What difference then is there, between the practice of Cato, the censor ; of Pliny the naturalist ; of our rustic citizen, and that of the physicians of their times ; or to speak more generally, what difference is there between the practice of laymen, and that of men of science? This only : the former are ignorant and timid; the latter are relatively more enlightened, firmer, and consequently more efficacious.

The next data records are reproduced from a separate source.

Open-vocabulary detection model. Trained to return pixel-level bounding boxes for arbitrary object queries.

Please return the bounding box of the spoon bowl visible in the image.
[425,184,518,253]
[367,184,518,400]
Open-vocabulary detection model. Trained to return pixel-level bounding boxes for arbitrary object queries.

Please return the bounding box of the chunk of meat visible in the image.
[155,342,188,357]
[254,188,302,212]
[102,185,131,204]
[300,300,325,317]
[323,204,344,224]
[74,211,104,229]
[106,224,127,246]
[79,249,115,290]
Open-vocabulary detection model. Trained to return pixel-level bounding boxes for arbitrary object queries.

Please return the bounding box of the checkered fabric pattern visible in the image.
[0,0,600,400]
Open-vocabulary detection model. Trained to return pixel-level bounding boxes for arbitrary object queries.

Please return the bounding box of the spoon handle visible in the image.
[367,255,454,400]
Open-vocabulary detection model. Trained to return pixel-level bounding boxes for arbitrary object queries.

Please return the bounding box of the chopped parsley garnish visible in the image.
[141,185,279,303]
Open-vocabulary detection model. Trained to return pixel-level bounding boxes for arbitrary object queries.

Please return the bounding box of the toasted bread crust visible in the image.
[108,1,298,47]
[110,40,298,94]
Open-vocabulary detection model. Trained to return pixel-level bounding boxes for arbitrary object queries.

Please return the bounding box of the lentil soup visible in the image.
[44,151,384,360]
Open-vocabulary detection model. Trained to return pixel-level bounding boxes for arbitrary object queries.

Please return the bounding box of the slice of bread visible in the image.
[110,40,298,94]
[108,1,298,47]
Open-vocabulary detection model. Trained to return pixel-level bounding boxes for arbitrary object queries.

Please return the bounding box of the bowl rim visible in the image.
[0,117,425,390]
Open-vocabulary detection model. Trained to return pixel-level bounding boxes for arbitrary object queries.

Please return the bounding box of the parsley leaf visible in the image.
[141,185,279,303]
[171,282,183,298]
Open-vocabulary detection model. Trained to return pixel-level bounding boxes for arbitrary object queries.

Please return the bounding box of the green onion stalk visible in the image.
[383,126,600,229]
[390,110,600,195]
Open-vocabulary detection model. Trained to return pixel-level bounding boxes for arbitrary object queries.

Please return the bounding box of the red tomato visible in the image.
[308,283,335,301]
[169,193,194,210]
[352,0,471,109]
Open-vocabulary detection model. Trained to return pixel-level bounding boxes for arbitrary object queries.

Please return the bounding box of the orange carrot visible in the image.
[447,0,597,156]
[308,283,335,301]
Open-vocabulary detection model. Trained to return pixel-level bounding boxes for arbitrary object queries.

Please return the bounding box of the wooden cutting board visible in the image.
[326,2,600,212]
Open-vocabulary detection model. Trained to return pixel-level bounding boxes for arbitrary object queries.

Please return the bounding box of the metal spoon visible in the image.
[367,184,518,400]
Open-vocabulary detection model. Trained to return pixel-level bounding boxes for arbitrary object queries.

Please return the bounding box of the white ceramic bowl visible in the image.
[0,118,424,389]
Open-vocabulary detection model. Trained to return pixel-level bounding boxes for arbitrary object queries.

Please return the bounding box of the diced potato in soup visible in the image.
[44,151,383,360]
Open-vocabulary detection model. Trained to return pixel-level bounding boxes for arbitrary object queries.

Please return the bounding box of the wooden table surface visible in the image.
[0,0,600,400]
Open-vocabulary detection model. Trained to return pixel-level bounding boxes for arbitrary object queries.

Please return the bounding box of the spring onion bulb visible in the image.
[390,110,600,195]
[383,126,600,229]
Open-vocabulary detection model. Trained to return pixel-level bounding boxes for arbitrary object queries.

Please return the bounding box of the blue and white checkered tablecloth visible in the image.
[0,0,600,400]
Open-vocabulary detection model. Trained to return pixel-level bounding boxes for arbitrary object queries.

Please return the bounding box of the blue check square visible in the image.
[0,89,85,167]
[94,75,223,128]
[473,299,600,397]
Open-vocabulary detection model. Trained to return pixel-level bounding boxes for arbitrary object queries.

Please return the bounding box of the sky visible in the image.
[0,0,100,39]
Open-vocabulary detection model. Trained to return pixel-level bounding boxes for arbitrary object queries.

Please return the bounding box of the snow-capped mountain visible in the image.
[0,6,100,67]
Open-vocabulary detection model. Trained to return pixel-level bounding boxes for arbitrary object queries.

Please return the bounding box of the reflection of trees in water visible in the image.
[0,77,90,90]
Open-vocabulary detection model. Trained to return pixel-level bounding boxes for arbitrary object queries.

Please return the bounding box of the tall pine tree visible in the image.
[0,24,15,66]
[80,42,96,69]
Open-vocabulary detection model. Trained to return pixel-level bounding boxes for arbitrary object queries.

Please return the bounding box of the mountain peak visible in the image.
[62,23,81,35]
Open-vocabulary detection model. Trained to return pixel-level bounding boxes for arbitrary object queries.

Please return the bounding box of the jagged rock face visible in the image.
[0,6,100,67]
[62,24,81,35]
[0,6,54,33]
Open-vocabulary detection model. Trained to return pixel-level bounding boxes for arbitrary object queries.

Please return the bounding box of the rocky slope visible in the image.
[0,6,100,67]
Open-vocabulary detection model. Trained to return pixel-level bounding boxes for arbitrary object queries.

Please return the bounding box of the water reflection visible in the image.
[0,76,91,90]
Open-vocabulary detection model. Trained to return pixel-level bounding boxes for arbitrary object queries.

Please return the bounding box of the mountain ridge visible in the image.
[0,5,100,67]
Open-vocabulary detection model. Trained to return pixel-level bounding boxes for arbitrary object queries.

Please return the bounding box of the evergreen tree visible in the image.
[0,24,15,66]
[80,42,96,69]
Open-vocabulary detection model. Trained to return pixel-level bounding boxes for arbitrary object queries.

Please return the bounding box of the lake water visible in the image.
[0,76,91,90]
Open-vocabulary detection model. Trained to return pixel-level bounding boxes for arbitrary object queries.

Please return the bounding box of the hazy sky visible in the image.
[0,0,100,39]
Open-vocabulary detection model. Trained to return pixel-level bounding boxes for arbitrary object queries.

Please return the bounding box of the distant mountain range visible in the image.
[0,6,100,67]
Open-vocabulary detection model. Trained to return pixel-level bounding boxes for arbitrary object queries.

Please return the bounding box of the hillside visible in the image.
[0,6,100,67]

There is another class of unbelievers in Medicine whom we should pity more than blame ; I mean those persons who are suffering from incurable diseases, and have exhausted all the resources of cotemporaneous science, without obtaining any notable advantage. Such was the case with our skeptic Montaigne, who, afflicted with a urinary calculus, at an epoch, when surgery, impotent by ignorance, dared not attempt the operation of Lithotomy, gave vent to his spite in epigrams against the Art. Alas, whatever may be done, whatever perfection this Art may attain, there are, and there always will be, cases in which its aid will be inefficacious, and then the patient who demands of us relief for his suffering, who asks of us life, however inexorable may be the law which condemns him to suffer and to die, seeing the impossibility of our aiding him, will accuse us of this inevitable result ; and will declaim against us, unless he be endowed with a lofty philosophy, or profound resignation. 

From History of Medicine by P.V. Renouard M.D.